The material on this website is provided for informational purposes only and does not constitute an offer to sell, a solicitation to buy, or a recommendation or endorsement for any security or strategy, nor does it constitute an offer to provide investment advisory services by Quantopian. In addition, the material offers no opinion with respect to the suitability of any security or specific investment. No information contained herein should be regarded as a suggestion to engage in or refrain from any investment-related course of action as none of Quantopian nor any of its affiliates is undertaking to provide investment advice, act as an adviser to any plan or entity subject to the Employee Retirement Income Security Act of 1974, as amended, individual retirement account or individual retirement annuity, or give advice in a fiduciary capacity with respect to the materials presented herein. If you are an individual retirement or other investor, contact your financial advisor or other fiduciary unrelated to Quantopian about whether any given investment idea, strategy, product or service described herein may be appropriate for your circumstances. All investments involve risk, including loss of principal. Quantopian makes no guarantees as to the accuracy or completeness of the views expressed in the website. The views are subject to change, and may have become unreliable for various reasons, including changes in market conditions or economic circumstances.

2 responses

Thanks Jonathan -

You seem to be having fun, and presumably getting paid for it--a nice combination (I've worked for free for Quantopian since 2012; maybe I should set up a GoFundMe account?). Some comments:

  • At a high level, your statement "Human analysts are good at this kind of task, but can a machine do as well if not better?" puts this work in the context of a long history of automating work that traditionally has been performed by skilled human labor, including so-called "knowledge workers" with advanced degrees, and years of experience. Within the hedge fund industry (and finance in general) there are lots of functions, y = f(x), where f is performed by a human, to produce the output, y. For example, one can imagine that when pairs trading was "discovered" back in the day (the mid 1980s?), teams of analysts were formed, with the task of spitting out candidate pairs (using pencil and paper, mainframes, and desktop pcs). Perhaps part of the workflow may have been to read company profiles and lots of other documents, as part of the assessment. Even today, given the amount of money sloshing around, I'm guessing it is worth paying analysts to digest text and speech. I'm not in the field, and so I don' know what hedge fund analysts do, so one thing that would help would be to understand what a typical workflow would be, and highlight generally where automation could be applied.
  • There is a lot of text available on where one can access company filings. Presumably, some poor souls at hedge funds have to read all of it; maybe Quantopian could relieve them of their misery, by automating the process in some fashion.
  • Perhaps a topic for another thread, but generally I don't understand very well how to handle the time factor (and have a concern that it is often left out because it makes problems easier). Take pairs trading, for example. I'm imagining that there is a lot of transience--profitable pairs don't persist for long. Would there be any way to use the Quantopian data to get a sense for the time scale of profitability across pairs, going back to 2002? For example, at any point in time, there should be N profitable pairs persisting on various time scales, tau. It would be interesting to see a plot of N(t), and the histogram of tau versus time (or summary statistics of said histogram, e.g. tau_mean(t)). Data such as these might provide guidance on the feasibility of pairs trading on Quantopian, before getting ahead of ourselves.
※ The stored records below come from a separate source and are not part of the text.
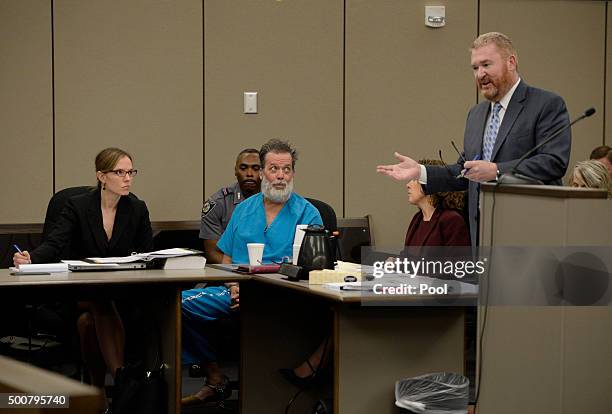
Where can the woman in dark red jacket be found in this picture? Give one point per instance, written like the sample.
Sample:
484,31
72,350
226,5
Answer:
438,222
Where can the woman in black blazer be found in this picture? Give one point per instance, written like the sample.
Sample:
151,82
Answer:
108,221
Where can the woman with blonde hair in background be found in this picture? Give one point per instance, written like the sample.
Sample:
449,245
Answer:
591,174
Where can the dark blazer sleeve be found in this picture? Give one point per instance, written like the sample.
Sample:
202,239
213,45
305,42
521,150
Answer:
545,113
60,237
453,229
144,234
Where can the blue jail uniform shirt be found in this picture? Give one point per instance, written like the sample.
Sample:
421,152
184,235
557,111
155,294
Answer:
248,225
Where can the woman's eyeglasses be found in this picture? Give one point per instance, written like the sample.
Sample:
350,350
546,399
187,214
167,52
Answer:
123,173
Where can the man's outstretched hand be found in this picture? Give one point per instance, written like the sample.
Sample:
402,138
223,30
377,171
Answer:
407,169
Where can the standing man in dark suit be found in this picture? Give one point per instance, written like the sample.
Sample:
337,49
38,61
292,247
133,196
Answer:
514,119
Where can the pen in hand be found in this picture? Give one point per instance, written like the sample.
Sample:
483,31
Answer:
21,257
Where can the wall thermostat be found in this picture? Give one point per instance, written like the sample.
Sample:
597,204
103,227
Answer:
435,16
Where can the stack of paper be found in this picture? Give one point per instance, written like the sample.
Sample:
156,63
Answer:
159,254
41,268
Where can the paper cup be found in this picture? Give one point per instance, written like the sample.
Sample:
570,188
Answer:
255,253
299,234
296,253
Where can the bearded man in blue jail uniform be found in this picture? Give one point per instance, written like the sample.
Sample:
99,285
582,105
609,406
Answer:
269,217
514,118
217,210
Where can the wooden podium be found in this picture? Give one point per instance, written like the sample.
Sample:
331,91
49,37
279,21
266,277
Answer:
538,358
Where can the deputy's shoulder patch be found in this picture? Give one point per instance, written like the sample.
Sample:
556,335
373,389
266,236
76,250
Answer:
208,205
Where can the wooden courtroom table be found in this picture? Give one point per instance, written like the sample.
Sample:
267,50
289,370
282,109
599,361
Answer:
159,288
374,343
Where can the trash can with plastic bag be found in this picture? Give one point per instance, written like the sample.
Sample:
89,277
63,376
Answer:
437,393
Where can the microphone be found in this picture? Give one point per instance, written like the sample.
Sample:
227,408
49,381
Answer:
514,177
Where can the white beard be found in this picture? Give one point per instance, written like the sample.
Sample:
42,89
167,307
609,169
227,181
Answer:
275,195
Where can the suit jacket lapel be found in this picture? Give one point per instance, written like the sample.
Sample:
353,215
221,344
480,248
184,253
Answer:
482,113
122,218
94,218
514,109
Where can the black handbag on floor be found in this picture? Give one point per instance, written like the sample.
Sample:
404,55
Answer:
138,391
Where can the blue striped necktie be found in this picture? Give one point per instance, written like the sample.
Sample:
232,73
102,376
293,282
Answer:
491,133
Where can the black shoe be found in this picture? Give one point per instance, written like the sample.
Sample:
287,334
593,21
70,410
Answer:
301,382
196,371
221,393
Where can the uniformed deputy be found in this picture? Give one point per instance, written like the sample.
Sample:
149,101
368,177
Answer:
218,209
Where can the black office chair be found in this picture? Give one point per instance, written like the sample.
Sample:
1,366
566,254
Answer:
328,214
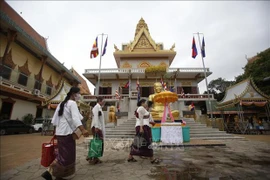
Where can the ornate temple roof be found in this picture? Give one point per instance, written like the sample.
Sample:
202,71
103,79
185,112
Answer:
143,46
243,91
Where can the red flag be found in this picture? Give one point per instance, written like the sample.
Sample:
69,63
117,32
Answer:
94,51
203,48
194,49
127,85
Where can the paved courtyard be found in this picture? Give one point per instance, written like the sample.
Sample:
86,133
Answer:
239,159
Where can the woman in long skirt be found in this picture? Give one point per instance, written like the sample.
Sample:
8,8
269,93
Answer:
66,119
143,118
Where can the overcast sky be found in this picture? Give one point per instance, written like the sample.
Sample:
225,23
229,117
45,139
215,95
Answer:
231,30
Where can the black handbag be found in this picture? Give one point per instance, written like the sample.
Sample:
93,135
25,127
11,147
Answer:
139,141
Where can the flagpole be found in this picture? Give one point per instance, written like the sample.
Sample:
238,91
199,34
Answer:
100,57
210,106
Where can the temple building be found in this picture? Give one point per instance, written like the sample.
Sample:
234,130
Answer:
144,62
30,75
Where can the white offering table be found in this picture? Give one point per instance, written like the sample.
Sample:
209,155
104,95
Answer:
171,133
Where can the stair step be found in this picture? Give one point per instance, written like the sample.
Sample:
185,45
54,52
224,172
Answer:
207,132
217,138
210,135
119,136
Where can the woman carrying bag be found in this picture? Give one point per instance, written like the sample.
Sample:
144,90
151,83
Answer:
67,120
98,130
142,127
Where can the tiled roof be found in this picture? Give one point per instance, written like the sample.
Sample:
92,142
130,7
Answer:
5,8
84,87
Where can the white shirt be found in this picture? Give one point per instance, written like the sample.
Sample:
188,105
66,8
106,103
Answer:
69,121
98,121
143,121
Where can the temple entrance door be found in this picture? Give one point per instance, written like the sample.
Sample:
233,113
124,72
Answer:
6,110
145,92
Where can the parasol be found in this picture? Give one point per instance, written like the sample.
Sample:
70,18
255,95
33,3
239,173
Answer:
166,97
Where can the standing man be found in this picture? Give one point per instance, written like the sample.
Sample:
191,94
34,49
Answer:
98,126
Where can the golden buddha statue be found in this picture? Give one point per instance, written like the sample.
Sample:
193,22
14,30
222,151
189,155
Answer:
158,108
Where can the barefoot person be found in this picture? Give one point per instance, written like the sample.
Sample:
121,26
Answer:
66,119
143,119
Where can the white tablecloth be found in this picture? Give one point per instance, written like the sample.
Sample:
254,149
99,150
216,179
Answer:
171,133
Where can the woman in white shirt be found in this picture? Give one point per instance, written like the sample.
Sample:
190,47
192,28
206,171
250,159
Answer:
98,127
66,119
143,120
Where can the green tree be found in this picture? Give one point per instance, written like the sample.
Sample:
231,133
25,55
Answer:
258,70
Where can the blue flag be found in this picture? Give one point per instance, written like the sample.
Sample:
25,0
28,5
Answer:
105,46
203,48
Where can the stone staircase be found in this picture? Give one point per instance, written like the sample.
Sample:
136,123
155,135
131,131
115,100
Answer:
197,131
201,131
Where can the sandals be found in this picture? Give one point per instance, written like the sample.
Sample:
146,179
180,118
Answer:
155,161
94,161
143,157
132,160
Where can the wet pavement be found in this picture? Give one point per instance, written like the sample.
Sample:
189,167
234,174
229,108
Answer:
239,159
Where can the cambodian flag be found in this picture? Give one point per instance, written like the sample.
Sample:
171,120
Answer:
105,46
94,51
194,49
203,48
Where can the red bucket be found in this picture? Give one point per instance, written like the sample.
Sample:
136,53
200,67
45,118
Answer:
48,153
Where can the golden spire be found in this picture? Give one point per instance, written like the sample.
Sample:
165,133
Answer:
141,25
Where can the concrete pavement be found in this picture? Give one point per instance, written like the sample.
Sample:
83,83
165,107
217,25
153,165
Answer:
239,159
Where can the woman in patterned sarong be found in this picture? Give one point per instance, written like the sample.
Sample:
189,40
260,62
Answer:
66,119
143,120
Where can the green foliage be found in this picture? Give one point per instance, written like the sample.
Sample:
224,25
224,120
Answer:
258,70
28,118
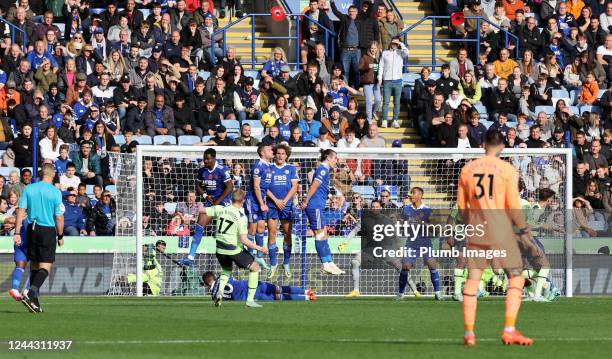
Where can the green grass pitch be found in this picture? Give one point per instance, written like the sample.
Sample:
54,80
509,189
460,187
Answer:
104,327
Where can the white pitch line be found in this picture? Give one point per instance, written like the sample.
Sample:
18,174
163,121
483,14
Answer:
339,340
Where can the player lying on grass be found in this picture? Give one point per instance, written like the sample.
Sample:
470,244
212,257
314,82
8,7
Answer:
231,237
214,182
488,198
418,212
283,186
540,287
21,261
365,225
237,290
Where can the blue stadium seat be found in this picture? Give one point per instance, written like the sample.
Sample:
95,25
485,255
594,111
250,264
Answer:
549,110
143,139
119,139
5,171
590,108
252,73
394,190
170,207
435,75
256,127
561,93
204,75
568,101
367,192
159,139
600,93
408,78
575,110
187,140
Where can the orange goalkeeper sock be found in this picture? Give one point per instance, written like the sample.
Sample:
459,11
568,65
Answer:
469,304
513,301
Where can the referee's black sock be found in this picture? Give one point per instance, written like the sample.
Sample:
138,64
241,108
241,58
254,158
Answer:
37,281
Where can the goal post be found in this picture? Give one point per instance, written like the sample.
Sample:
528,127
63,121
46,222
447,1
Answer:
366,172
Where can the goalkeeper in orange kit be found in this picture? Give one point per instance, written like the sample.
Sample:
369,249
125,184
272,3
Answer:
488,199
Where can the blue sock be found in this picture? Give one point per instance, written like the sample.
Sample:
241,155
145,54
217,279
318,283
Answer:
435,279
286,253
403,281
17,274
273,252
320,246
195,241
259,242
251,238
287,289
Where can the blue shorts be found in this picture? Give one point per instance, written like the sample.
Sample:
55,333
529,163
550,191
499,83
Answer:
265,291
315,222
21,250
275,213
253,211
416,246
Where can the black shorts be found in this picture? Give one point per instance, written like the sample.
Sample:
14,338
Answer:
42,242
243,260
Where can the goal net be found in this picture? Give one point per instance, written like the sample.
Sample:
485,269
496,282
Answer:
157,201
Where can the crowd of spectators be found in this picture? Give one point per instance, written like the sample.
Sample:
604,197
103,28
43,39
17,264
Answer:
114,77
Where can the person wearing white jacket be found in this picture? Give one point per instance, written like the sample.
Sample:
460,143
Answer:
390,70
49,146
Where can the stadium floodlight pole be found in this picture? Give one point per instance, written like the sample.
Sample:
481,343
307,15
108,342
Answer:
139,225
569,246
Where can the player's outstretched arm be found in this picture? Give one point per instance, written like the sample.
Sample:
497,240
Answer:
247,243
18,222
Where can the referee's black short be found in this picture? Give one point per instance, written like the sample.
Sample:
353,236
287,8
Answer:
42,242
243,260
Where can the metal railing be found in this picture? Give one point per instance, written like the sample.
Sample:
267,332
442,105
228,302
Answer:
329,38
437,20
15,29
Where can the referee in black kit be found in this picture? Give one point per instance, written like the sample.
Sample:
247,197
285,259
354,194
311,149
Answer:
42,203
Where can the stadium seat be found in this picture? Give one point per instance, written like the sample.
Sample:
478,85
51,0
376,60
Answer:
252,73
256,127
188,140
6,171
435,76
549,110
575,110
204,75
600,93
160,139
170,207
590,108
568,101
408,78
367,192
392,189
561,93
119,139
143,139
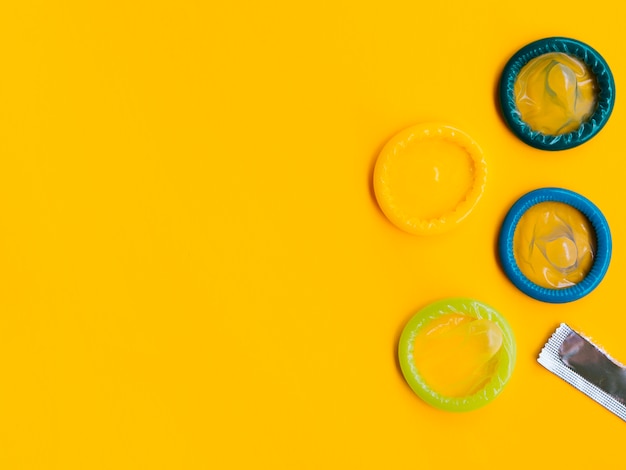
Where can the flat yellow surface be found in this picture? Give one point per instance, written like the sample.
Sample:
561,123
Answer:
195,273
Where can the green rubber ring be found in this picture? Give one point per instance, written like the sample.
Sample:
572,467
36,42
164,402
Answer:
472,308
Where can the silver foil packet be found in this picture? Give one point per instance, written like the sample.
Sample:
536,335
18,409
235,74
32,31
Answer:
583,365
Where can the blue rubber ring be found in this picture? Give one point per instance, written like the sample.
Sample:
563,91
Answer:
596,64
603,245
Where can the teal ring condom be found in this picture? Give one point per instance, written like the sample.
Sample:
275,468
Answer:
588,129
603,245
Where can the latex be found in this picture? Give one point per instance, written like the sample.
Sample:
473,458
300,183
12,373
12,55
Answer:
456,355
555,93
554,245
430,177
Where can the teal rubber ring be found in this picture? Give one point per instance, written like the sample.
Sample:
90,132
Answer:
475,309
603,245
596,64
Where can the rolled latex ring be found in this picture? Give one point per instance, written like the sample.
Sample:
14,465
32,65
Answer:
499,377
590,127
602,256
451,198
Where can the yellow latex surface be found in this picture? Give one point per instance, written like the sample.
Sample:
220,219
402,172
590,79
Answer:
195,273
555,93
457,355
431,178
554,245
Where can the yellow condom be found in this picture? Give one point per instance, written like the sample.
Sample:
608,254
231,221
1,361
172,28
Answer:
554,245
555,93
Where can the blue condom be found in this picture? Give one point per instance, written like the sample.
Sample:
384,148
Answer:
605,93
603,245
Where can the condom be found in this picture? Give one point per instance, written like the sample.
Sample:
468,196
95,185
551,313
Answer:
556,93
457,354
555,245
428,178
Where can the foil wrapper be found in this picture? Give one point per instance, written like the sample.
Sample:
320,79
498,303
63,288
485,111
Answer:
582,364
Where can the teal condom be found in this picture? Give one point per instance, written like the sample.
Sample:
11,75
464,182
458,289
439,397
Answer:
476,318
591,125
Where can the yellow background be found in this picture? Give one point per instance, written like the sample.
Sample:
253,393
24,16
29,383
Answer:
194,271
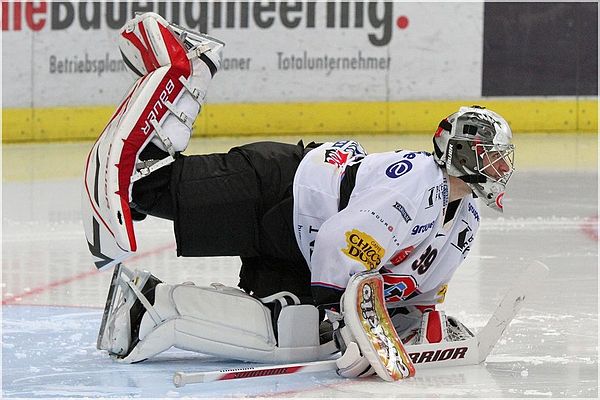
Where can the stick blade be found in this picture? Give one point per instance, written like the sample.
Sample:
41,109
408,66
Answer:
510,305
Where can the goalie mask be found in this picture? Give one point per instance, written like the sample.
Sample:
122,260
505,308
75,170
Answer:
474,144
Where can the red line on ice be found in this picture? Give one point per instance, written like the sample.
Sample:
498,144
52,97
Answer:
40,289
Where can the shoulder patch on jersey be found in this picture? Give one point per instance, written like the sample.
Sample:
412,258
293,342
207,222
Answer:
363,248
403,212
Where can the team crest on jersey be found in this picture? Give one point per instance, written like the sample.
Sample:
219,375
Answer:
398,287
363,248
336,157
339,153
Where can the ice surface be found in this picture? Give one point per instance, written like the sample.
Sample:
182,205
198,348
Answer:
53,298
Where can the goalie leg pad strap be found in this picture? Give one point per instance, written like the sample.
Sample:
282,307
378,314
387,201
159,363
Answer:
226,322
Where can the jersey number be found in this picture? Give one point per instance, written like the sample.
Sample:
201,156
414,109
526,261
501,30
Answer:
424,262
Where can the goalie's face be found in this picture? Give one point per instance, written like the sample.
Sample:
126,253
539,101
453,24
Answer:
496,162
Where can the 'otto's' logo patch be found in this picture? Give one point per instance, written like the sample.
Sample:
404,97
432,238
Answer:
336,157
363,248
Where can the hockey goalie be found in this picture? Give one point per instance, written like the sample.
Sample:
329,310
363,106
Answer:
344,254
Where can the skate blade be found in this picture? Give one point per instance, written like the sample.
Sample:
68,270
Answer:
203,38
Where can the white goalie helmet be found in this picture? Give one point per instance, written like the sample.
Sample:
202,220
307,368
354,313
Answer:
474,144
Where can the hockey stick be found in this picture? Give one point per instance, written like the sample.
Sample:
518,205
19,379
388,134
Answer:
471,351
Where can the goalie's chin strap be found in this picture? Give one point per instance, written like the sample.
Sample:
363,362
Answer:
145,168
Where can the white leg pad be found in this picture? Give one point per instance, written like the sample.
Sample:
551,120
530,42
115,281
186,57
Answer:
226,322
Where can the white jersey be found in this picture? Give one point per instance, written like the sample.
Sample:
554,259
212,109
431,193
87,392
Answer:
394,222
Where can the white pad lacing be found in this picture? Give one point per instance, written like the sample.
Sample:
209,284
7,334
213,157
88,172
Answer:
226,322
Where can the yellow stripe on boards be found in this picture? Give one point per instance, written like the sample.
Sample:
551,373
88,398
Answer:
524,115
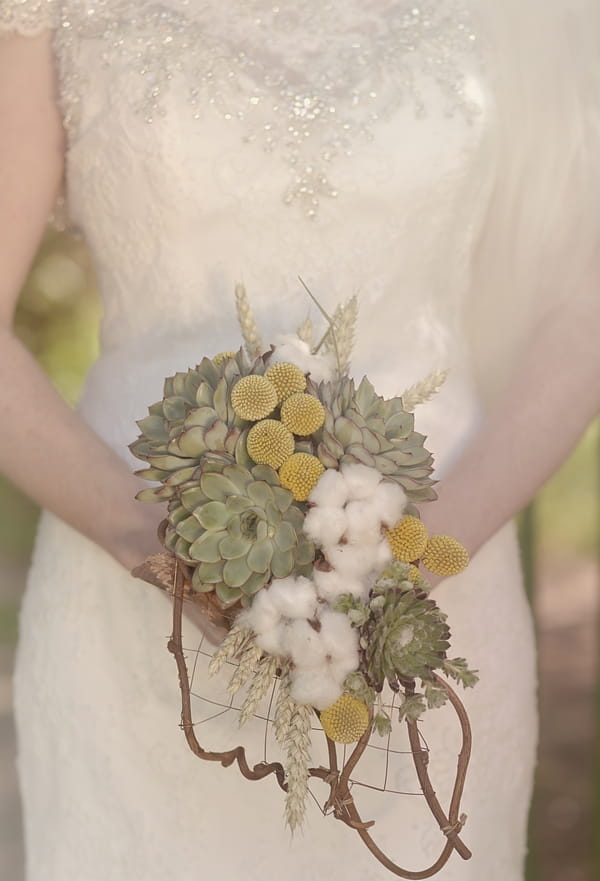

Hi Jonathan. Thank you very much for sharing your work! I think natural language processing would be a potential application for the investment bankers as well!

In investment banking, the analysts often determine the price of the company that they are trying to sell by looking at how much, on average, the similar companies were being sold in the past. The process of picking similar companies are often very subjective (similar size, industry, revenue growth, etc.). With the help of NLP and other types of clustering. Do you think that it's feasible to both quantitatively and qualitatively identify groups of similar companies in the industry?